INTELIGÊNCIA ARTIFICIAL, MACHINE LEARNING E EU

Escolhas e tomadas de decisões permeiam o dia-a-dia de qualquer ser humano habitante do planeta terra. Do momento em que nos levantamos da cama até o momento em que voltamos a ela estamos escolhendo uma coisa ou outra. Que roupa vestir, o que comer, como nos locomover, que programa assistir, que música ouvir.

São decisões muito rápidas, poucas vezes paramos para pensar ou nos questionar sobre os critérios por trás dessa ou daquela escolha. Segundo o historiador e escritor israelense Yurval Noah Harari, devemos ter poucas ilusões a respeito de nós mesmos no que se trata das nossas decisões; quando um desejo nos aparece na mente não devemos nos iludir achando que é o nosso livre arbítrio e sim, investigar mais profundamente.

Vivemos numa era onde as funções mais básicas da vida passam por máquinas. Estudamos, trabalhamos, pagamos contas, compramos, planejamos nossas férias, por meio de computadores. Podemos conhecer pessoas, nos corresponder, namorar, assistir filmes, jogar; podemos passar dias e dias em frente à tela do computador e as possibilidades são quase infinitas. Dificilmente encontraremos alguém que defenda a ideia de que a internet trouxe mais efeitos negativos que positivos. Os problemas começam no momento em que nosso controle sobre a máquina começa a inverter proporções. E isso acontece com o que chamamos de “Inteligência Artificial” e “Machine Learning”.
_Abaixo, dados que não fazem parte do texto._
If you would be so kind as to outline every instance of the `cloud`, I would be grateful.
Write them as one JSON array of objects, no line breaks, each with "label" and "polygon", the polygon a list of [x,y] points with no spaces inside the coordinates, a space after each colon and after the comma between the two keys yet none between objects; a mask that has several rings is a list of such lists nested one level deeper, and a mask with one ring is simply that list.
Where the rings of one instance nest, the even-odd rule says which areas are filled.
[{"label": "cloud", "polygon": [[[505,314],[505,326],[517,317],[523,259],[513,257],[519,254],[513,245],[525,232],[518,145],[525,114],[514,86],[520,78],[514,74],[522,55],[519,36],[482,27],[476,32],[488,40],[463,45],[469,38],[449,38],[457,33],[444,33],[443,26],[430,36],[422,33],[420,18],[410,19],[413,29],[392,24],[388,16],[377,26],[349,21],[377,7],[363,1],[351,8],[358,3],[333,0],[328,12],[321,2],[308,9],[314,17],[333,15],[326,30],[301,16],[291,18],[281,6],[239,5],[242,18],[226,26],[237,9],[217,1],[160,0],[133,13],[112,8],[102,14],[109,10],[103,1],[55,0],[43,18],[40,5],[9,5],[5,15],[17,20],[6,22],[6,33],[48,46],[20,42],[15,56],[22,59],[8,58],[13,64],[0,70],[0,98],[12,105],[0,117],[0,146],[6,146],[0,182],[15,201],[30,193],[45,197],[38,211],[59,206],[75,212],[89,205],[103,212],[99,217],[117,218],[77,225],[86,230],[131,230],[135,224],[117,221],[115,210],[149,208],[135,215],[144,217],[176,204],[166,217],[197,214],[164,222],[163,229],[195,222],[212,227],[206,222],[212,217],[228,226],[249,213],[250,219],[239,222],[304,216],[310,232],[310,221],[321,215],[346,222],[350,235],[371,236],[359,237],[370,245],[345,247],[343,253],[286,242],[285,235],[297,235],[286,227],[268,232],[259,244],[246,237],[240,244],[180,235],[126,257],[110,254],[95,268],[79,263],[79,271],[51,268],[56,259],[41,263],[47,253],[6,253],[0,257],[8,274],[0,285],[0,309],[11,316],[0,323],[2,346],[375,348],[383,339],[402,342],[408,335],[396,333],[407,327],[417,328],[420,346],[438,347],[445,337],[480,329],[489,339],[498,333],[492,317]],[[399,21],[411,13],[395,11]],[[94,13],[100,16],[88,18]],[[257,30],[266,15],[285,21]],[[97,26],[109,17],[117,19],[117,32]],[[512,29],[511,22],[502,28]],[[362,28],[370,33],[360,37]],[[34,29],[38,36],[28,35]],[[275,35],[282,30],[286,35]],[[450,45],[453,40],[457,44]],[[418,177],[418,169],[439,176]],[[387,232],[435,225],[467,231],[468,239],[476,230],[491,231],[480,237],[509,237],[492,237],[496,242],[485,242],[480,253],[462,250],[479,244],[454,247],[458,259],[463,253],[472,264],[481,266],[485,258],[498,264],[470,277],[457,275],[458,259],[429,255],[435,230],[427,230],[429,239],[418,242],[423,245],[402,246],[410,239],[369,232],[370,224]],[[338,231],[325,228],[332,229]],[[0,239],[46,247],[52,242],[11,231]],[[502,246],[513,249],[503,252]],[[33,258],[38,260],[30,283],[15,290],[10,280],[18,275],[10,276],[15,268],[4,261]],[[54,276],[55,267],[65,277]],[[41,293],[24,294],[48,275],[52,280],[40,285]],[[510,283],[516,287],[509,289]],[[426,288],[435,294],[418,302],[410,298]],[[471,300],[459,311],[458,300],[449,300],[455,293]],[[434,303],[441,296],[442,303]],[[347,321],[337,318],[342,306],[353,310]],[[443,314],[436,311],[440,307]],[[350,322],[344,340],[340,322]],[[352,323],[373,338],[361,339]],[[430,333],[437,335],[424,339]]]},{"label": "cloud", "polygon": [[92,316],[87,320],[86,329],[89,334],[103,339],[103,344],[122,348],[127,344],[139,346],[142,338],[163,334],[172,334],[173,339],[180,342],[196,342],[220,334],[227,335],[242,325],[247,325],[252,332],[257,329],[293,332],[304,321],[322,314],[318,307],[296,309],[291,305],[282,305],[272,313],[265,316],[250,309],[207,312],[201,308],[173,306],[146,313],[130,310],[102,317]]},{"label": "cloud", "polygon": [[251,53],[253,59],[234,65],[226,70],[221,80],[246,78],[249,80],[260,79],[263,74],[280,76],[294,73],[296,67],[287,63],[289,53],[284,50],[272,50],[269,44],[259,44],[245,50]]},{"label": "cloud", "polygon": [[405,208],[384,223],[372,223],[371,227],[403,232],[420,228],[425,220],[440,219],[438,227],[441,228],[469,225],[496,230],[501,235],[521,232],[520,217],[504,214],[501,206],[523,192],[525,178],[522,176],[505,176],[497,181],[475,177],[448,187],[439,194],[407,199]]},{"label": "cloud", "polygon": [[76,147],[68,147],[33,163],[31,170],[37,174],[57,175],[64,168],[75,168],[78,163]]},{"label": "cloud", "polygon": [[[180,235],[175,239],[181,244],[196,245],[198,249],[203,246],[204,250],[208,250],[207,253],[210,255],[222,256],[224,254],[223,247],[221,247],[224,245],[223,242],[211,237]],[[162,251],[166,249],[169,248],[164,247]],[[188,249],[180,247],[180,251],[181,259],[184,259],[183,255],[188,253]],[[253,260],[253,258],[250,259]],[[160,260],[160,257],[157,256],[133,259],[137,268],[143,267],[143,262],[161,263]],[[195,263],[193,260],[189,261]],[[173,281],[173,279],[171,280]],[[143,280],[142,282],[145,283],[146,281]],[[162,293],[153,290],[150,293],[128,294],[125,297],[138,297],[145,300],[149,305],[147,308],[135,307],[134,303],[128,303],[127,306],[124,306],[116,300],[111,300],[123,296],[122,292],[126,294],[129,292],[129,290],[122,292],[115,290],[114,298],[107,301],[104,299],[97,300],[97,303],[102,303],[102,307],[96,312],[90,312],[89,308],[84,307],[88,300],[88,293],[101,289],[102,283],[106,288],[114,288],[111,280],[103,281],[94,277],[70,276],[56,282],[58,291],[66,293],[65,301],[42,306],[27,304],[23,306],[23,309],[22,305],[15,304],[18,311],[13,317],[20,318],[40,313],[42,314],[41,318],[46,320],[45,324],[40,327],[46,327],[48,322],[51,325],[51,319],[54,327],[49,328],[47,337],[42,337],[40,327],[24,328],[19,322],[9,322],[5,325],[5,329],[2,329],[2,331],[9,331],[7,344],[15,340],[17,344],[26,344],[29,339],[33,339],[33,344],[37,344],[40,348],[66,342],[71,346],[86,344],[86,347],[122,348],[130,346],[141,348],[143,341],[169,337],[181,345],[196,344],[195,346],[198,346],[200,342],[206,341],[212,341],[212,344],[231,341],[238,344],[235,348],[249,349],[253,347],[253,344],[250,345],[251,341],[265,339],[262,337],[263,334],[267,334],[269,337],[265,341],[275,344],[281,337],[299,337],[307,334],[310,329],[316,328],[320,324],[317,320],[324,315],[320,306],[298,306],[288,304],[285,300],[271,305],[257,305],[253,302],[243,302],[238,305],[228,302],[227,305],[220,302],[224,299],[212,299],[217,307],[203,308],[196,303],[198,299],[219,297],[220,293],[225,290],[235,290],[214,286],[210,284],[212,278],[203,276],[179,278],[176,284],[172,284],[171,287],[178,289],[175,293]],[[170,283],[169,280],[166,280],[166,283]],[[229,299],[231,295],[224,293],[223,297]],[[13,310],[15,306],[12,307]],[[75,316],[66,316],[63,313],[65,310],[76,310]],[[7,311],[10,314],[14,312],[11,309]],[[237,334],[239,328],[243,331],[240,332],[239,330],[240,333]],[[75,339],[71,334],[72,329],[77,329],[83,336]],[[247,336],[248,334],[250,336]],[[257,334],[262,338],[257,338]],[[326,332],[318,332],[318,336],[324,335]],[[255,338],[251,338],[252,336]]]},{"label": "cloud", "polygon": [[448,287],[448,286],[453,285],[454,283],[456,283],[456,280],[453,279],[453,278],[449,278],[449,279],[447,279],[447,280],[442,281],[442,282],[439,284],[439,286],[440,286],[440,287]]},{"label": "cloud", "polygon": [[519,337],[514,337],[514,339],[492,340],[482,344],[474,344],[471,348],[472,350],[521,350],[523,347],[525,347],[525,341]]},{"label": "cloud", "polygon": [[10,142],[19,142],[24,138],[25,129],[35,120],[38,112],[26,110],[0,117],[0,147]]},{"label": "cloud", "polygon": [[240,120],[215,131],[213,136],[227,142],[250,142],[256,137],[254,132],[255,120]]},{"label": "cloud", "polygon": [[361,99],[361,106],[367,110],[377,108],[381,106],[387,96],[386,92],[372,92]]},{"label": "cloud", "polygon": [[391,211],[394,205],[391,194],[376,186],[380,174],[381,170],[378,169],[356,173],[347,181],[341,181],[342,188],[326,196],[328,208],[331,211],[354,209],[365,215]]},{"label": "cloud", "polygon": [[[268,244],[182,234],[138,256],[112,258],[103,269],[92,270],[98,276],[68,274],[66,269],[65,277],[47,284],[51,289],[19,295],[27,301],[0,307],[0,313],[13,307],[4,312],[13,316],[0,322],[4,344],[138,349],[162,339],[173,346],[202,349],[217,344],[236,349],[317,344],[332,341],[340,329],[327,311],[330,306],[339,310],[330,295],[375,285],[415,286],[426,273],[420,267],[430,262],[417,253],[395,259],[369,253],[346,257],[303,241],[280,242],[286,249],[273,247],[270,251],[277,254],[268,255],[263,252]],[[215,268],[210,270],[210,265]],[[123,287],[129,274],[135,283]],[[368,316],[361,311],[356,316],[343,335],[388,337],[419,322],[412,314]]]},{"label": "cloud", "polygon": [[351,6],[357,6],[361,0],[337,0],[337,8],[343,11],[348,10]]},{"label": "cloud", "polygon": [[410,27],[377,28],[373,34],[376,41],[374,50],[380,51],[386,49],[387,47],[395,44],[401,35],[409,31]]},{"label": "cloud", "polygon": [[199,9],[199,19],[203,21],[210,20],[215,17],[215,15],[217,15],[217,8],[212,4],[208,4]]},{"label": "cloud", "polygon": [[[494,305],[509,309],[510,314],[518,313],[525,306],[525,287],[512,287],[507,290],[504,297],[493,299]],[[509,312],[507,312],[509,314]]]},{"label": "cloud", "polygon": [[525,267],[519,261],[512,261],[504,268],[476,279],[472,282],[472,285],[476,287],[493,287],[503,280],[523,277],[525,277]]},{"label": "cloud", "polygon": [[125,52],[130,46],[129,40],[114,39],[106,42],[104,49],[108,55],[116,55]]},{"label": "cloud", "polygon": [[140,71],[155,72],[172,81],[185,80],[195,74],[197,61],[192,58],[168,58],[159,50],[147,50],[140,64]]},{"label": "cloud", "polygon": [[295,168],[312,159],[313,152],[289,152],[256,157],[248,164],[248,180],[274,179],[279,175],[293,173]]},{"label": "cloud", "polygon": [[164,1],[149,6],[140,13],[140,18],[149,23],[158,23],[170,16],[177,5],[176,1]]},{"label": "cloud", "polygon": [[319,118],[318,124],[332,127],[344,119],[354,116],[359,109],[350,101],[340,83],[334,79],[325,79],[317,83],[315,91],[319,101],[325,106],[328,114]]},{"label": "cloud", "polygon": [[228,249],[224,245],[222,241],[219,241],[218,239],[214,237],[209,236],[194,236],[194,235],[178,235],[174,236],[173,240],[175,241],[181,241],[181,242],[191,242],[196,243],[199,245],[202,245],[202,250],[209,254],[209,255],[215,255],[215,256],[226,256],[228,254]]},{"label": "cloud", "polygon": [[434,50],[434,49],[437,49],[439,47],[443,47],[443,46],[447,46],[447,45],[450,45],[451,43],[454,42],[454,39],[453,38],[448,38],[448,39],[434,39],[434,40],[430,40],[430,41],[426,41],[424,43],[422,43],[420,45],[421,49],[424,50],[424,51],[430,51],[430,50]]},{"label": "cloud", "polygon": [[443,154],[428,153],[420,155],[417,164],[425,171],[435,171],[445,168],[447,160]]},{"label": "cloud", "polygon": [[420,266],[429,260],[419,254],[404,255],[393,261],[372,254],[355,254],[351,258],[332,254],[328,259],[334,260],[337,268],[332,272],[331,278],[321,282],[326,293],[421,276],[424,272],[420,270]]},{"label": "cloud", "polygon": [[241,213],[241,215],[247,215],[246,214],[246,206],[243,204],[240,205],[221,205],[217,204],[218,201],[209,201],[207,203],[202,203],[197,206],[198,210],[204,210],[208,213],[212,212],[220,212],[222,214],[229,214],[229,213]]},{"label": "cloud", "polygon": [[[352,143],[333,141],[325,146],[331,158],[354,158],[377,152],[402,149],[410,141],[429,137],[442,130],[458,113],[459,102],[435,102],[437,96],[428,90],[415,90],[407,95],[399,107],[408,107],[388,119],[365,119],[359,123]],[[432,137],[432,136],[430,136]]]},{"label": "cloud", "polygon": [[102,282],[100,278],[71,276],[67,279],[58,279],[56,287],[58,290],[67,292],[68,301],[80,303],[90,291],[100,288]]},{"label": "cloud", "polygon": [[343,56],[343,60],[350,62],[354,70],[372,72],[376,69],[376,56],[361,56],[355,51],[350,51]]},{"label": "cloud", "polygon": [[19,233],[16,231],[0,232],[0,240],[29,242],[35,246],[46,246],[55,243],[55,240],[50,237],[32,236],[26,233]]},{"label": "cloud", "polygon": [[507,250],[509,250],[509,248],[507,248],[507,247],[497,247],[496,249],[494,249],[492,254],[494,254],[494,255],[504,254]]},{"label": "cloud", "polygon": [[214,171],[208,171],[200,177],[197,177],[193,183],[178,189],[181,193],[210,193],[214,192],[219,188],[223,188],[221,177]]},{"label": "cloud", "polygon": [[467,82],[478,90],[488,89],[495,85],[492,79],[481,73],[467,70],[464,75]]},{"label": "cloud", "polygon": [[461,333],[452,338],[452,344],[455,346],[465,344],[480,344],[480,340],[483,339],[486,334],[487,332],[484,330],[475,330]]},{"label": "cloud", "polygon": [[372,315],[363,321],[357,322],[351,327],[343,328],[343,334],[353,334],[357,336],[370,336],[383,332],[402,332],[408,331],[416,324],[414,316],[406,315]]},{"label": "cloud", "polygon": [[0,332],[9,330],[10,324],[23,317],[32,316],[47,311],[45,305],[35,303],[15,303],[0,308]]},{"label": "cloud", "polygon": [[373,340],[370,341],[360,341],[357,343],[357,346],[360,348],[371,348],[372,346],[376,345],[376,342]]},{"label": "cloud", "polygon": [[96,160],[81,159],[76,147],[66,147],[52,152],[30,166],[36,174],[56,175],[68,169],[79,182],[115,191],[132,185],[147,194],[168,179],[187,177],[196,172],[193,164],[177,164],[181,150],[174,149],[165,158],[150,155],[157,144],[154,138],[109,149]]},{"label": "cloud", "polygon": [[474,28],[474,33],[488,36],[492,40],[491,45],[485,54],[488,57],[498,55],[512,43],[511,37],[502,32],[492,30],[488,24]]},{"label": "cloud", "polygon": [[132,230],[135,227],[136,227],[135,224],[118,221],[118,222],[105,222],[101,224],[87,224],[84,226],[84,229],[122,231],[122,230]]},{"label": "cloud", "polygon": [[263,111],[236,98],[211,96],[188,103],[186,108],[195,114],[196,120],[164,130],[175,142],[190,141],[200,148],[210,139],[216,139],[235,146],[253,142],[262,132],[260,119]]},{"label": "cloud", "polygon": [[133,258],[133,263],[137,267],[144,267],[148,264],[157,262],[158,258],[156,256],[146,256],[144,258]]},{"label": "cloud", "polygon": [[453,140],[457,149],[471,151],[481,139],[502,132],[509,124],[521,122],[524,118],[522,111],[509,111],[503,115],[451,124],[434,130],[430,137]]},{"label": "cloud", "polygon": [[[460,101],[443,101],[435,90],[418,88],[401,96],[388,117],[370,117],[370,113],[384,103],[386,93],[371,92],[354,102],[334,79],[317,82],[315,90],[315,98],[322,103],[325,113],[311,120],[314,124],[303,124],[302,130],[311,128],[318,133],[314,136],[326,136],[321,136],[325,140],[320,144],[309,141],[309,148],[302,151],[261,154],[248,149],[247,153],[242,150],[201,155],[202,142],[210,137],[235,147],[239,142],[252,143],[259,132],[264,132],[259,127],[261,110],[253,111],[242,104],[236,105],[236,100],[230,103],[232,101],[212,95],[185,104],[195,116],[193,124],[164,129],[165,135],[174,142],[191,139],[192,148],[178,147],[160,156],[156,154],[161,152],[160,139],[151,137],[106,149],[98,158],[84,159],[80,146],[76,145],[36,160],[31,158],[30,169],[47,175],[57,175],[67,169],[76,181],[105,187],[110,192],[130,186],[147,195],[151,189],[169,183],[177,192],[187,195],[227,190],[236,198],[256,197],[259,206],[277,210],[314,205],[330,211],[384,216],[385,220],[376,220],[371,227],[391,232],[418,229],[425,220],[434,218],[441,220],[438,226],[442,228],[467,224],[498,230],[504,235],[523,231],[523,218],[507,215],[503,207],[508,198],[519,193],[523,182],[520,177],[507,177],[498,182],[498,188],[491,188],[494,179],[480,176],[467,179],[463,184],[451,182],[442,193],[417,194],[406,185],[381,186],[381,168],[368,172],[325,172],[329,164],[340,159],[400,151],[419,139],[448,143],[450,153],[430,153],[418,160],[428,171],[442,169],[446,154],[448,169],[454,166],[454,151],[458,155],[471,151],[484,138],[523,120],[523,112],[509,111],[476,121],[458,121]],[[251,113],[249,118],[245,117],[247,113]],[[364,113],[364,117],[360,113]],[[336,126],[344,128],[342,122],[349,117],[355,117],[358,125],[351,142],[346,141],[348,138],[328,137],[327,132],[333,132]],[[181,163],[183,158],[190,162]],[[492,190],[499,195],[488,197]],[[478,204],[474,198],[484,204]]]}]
A Inteligência Artificial surgiu com a Internet; ela é a criação artificial de uma “inteligência” similar à inteligência humana, que consegue aprender, pensar, planejar, perceber ou processar a linguagem natural. Essa tecnologia trouxe enormes oportunidades sócio-economicas, juntamente com grandes desafios éticos. Juntamente com a Internet, a Inteligência Artificial muda a nossa maneira de vivenciar o mundo, com potencial para ser um novo motor de crescimento econômico. Já usamos a I.A. em filtros de email, detecção de fraude, personalização de serviços online, reconhecimento de fala (ex: Siri), entre outras funções.

Já Machine Learning é a criação de algoritmos que geram algoritmos. Por algoritmos entendemos uma sequência de instruções usadas para resolver problemas. Desenvolvidos por programadores para instruir computadores a desempenhar novas tarefas, os algoritmos são peças na engrenagem do avançado mundo digital que vivemos. Em Machine Learning são os algoritmos de aprendizagem, ou learning algorithms, e não os programadores, que criam as regras. Ao invés de programar o computador passo-a-passo, essa abordagem dá instruções ao computador que lhe permitem aprender a partir de dados sem novas instruções da parte do programador. Isto significa que o computador pode ser usado para tarefas mais complicadas que não poderiam ser programadas manualmente, tais como reconhecimento fotográfico ou tradução fotográfica em palavras. Isto é feito basicamente dando um treinamento de dados a um algoritmo de aprendizagem.

Tudo isso soa um pouco como filme de ficção científica, sim. Mas já é a realidade que estamos vivendo. Voltando ao historiador Harari, qual seria o caminho para navegarmos nesse mar um tanto ainda desconhecido para os simples mortais sem perder o rumo? Autoconhecimento. Toda e qualquer forma de autoquestionamento, introversão, autoinvestigação é válida. Ele, Harari, faz duas horas de meditação diariamente, o que pode parecer ambicioso à maioria das pessoas.

Métodos não faltam. Meditação, religião, terapia, coaching, literatura, entre outros. O importante é não perder de vista questões básicas que rondam o ser humano desde sempre ao longo da historia da humanidade – quem sou, o que quero, o que não quero, o que realmente importa pra mim, qual é o meu propósito nesta vida. Quanto mais clareza tivermos neste sentido, mais fácil será entender o porque das nossas escolhas e mais força teremos para delimitar a presença do livre arbítrio nas nossas tomadas de decisão. Caso contrário, corremos o risco de um dia perceber que Google ou Amazon nos conhecem melhor que nós mesmos.